Sin pensarlo dos veces, la mordí, el cálido y fuerte flujo de sangre llenando mi boca. Un gruñido bajo de satisfacción se me escapó mientras mis brazos la mantenían en su lugar, con su pequeño cuerpo presionado contra el mío.
Se retorció, intentando gritar o gemir, pero mi mano cubrió sus gritos. Lentamente, con hambre, disfruté de la rica sangre fresca.
Sus forcejeos se debilitaron, cada intento era inútil contra mi agarre, y bebí profundamente. Su fuerza vital inundó mi sistema hambriento. Habían pasado semanas desde que me había alimentado del último humano.
Podía sentir el calor y la vida llenándome. Su latido vaciló. Finalmente, me retiré, lamiendo mis labios y mirándola con ojos rojos.
Me miró, con los ojos entrecerrados, completamente agotada. Su cabeza cayó hacia un lado.
Rápidamente, me mordí la muñeca, desgarrando mi propia piel antes de que pudiera sanar, y la presioné contra sus labios. Instintivamente, intentó empujarme, pero la forcé a beber.

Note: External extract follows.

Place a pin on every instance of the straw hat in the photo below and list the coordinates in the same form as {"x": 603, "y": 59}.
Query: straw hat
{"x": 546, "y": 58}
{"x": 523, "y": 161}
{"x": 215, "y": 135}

Sus ojos rodaron hacia atrás, su pequeña lengua comenzó a lamer la herida en mi muñeca. Una vez que se curó, volví a la herida en su garganta, drenando hasta la última gota de su sangre hasta que cayó sin vida a mis pies.
Me acomodé a su lado, limpiándome la boca con la manga, sonriendo a las estrellas y chasqueando los labios felizmente. En ese momento, no me importaba si sobrevivía al cambio —drenarla por completo ya me había satisfecho.
Luego, seis horas después, escuché un débil gemido.